CATL, hit hardest by the cuts, likely to up the ante overseas, especially in Europe

Jan. 12, 2022 - 16:01 By Kim Byung-wook
CATL logo (123rf)

As China plans to phase out subsidies for electric vehicles by 30 percent by the end of 2022 and completely eliminate them starting 2023, South Korean battery trio -- LG Energy Solution, Samsung SDI and SK On -- are bracing for potential impact.

According to industry sources Wednesday, China’s U-turn on EV subsidies indicates its confidence about the local EV market‘s ability to survive without state support and its determination to sort out low-quality EV battery manufacturers.

However, the move is expected to trigger unwanted competition for the Korean battery trio overseas, as Chinese battery manufacturers will have to find somewhere else to sell their products to offset the impact of the subsidy cut.

“In 2023, China’s EV market is set to freeze instantly and CATL, which sells 75 percent of its batteries at home, will suffer a sales shock,” said Yoon Hyuk-jin, an analyst at SK Securities. “Starting this year, Chinese battery makers including CATL will trigger a cutthroat competition to land orders in foreign markets.”

Upon China’s EV subsidy rollback, SK On, which produces almost half of its batteries in the country, welcomed the news.

“When China stops providing subsidies, it will level the playing field and allow us to gain an edge against local battery makers with superior technology,” an SK On official said.

Until now, the Chinese authorities granted subsidies mostly to EVs powered by homemade batteries.

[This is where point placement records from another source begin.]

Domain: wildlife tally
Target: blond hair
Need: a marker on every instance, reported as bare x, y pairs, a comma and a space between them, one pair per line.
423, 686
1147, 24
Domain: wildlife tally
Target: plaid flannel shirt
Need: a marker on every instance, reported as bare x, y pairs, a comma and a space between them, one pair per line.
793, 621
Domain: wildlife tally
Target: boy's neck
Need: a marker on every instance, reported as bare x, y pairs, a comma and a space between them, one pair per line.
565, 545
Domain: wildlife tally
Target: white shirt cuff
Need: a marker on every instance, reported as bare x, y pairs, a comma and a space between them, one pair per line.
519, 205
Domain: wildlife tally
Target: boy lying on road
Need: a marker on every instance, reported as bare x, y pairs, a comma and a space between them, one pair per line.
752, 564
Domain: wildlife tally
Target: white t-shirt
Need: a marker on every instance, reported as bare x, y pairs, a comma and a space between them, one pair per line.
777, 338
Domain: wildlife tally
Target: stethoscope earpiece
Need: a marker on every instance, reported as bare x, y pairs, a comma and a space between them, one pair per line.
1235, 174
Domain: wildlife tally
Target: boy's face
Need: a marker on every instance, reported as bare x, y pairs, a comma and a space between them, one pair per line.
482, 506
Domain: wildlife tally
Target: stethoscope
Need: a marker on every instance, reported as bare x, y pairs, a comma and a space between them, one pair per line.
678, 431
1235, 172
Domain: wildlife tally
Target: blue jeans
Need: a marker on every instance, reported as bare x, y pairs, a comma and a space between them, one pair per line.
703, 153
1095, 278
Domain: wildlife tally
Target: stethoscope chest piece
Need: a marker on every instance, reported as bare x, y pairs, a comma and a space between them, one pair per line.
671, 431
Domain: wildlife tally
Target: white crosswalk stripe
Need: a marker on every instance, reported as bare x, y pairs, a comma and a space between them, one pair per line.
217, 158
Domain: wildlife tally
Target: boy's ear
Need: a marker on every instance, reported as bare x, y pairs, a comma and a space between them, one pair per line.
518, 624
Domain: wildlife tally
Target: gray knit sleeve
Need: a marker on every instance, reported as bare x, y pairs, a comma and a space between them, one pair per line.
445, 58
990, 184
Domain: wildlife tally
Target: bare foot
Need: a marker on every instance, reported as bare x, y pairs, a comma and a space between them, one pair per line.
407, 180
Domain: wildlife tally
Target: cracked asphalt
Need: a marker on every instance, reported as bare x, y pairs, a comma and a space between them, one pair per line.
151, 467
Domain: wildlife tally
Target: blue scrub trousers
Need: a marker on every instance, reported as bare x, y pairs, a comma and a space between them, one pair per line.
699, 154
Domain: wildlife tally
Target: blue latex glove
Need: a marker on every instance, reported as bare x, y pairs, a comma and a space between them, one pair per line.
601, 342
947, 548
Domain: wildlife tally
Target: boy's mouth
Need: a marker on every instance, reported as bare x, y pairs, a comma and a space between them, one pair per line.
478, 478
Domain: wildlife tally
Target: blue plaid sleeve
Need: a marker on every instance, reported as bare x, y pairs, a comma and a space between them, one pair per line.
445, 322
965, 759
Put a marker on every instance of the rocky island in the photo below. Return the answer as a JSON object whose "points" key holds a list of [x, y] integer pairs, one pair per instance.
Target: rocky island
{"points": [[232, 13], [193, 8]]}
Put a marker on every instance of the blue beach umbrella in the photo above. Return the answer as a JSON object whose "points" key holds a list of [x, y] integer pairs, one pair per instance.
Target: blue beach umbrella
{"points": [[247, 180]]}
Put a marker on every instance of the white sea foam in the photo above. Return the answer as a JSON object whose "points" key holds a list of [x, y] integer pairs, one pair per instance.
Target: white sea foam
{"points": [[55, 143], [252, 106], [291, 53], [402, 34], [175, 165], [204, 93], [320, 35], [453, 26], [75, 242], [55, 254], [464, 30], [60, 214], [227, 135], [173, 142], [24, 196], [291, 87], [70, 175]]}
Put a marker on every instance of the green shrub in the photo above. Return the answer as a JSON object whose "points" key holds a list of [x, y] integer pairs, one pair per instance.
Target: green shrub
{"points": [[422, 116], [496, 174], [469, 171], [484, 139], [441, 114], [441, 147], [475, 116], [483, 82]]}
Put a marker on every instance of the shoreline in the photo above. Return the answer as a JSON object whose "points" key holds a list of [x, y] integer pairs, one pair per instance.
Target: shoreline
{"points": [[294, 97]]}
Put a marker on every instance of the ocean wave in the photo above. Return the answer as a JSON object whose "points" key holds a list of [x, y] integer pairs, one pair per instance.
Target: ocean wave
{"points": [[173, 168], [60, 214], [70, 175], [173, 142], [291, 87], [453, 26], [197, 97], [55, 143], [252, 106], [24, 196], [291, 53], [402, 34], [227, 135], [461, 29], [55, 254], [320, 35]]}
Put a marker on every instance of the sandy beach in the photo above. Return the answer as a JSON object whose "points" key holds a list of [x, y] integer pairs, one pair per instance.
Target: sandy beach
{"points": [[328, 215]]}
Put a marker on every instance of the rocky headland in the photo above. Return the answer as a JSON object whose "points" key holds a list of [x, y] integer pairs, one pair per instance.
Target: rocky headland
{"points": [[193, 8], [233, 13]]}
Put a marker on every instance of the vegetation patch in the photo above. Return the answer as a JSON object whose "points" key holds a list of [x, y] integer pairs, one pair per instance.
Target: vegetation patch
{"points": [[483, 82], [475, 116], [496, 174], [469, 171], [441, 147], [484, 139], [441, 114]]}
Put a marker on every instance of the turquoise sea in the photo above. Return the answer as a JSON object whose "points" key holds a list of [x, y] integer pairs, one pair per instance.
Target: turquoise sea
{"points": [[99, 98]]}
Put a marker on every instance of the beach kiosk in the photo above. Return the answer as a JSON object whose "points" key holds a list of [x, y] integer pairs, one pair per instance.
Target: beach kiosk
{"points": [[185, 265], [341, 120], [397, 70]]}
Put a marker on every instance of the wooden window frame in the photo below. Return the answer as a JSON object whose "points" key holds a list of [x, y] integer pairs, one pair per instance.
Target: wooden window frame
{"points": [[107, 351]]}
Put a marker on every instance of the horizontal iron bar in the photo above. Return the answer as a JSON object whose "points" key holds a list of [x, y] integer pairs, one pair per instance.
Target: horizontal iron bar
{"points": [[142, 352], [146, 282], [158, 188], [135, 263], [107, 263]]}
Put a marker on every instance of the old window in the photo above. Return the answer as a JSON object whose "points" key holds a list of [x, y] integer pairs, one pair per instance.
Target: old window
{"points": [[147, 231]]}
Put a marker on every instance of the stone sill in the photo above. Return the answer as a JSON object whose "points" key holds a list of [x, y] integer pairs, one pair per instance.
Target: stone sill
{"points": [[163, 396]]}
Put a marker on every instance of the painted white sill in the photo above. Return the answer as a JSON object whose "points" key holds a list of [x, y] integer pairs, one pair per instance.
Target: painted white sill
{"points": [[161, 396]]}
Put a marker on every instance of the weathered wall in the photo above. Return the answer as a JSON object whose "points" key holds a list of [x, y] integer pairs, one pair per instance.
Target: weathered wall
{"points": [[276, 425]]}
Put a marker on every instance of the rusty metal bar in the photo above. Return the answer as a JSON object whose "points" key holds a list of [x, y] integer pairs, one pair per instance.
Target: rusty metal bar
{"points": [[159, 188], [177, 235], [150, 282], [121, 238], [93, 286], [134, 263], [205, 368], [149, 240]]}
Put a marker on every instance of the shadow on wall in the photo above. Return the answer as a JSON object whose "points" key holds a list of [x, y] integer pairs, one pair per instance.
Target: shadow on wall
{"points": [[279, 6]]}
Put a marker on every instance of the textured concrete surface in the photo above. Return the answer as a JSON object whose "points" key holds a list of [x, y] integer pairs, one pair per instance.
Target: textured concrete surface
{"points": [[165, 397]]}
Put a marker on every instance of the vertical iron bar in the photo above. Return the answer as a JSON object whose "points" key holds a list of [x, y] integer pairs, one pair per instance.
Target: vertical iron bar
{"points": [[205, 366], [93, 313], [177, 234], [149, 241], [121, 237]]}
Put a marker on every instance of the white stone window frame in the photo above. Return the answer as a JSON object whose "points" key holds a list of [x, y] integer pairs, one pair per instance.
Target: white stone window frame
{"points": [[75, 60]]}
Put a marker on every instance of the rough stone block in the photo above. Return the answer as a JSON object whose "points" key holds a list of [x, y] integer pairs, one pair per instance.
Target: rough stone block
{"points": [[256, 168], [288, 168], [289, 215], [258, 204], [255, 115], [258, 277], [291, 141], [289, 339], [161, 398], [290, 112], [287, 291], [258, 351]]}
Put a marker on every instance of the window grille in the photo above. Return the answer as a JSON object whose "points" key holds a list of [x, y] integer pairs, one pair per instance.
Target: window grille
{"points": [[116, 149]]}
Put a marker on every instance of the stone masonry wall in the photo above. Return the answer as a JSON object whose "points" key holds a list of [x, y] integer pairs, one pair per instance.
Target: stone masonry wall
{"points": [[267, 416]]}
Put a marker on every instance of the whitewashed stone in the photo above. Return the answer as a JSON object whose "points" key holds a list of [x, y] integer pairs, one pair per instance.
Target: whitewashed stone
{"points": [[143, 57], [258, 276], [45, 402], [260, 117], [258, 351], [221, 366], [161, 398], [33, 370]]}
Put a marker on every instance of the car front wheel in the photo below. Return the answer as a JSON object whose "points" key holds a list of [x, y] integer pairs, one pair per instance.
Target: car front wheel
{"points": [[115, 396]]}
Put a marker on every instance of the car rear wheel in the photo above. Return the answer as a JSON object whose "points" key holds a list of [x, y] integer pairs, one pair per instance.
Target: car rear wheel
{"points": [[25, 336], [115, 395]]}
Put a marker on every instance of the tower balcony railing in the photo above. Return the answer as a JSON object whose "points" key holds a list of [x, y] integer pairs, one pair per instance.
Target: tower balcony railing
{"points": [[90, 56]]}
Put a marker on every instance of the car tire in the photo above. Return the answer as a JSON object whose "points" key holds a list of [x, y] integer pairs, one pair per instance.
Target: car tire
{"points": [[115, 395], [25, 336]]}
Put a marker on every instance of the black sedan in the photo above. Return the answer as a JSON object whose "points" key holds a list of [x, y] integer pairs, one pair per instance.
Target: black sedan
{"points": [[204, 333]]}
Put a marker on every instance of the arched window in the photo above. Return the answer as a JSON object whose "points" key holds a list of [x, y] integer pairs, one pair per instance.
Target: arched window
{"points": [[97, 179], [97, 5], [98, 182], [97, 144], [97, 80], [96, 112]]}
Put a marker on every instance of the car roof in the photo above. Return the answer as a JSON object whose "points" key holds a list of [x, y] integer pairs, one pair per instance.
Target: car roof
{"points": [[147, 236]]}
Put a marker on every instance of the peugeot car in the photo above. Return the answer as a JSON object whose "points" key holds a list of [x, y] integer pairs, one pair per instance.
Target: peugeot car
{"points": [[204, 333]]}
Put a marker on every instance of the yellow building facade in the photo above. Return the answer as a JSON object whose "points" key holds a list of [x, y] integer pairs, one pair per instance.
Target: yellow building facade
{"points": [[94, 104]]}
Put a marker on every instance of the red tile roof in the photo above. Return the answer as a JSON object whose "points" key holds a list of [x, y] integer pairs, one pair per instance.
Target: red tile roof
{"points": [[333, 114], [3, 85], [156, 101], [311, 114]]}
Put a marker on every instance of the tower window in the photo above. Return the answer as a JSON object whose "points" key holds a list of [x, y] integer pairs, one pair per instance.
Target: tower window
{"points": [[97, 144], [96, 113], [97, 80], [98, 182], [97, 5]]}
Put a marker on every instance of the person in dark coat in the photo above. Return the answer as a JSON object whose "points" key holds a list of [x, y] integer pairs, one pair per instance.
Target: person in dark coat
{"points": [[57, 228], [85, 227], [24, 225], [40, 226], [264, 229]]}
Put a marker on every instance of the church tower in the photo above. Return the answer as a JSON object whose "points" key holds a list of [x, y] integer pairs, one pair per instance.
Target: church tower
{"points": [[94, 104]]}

EVs mounted with Korean-made batteries were excluded from the subsidy program for most of the time. The discriminatory policy was intended to nurture the growth of domestic battery companies.

China’s removal of EV subsidies will no longer motivate local automakers to opt for locally-made batteries when more advanced Korean ones are available, according to the SK On official.

However, SK On might not want to get its hopes up too high just yet, as China has a track record of frequently overturning its policy.

“China’s EV subsidy program was expected to expire in 2020, but it was extended for an additional two-year period. There’s no guarantee that China won’t do the same in 2023,” an industry official said.

“Also, it would naive to think that China would let Korean battery makers take the initiative on its home ground. Even if it eliminates the EV subsidy program, China will do whatever it takes to keep Korean competitors in check.”

Though Chinese battery makers are gearing up for an aggressive global expansion this year, Korean players have already made preparations to avoid competition by setting up production facilities in the US, a market that is out of reach for Chinese companies.

Samsung SDI in October partnered up with Stellantis to set up a US joint venture to produce EV batteries starting 2025, joining its crosstown rivals LG Energy Solution and SK On to produce EV batteries directly in America. LG Energy Solution and SK On have already formed joint ventures with General Motors and Ford, respectively.

The problem is Europe. As the US market is blocked, Chinese battery makers might target the continent for their expansion, but European carmakers might not be so friendly, experts say.

“Top-tier Chinese EV battery manufacturers such as Guoxuan, EVE and Farasis are already in production in Europe. But other low-tier Chinese EV battery makers can’t offer the level of technology European automakers are looking for. It’s unlikely for Chinese EV battery players to suddenly enter the European market, so Korean battery makers are in safe hands,” said Seo Jung-kyu, general manager at market tracker SNE Research.

Currently, LG Energy Solution has an EV battery plant in Poland, while Samsung SDI and SK On facilities are located in Hungary.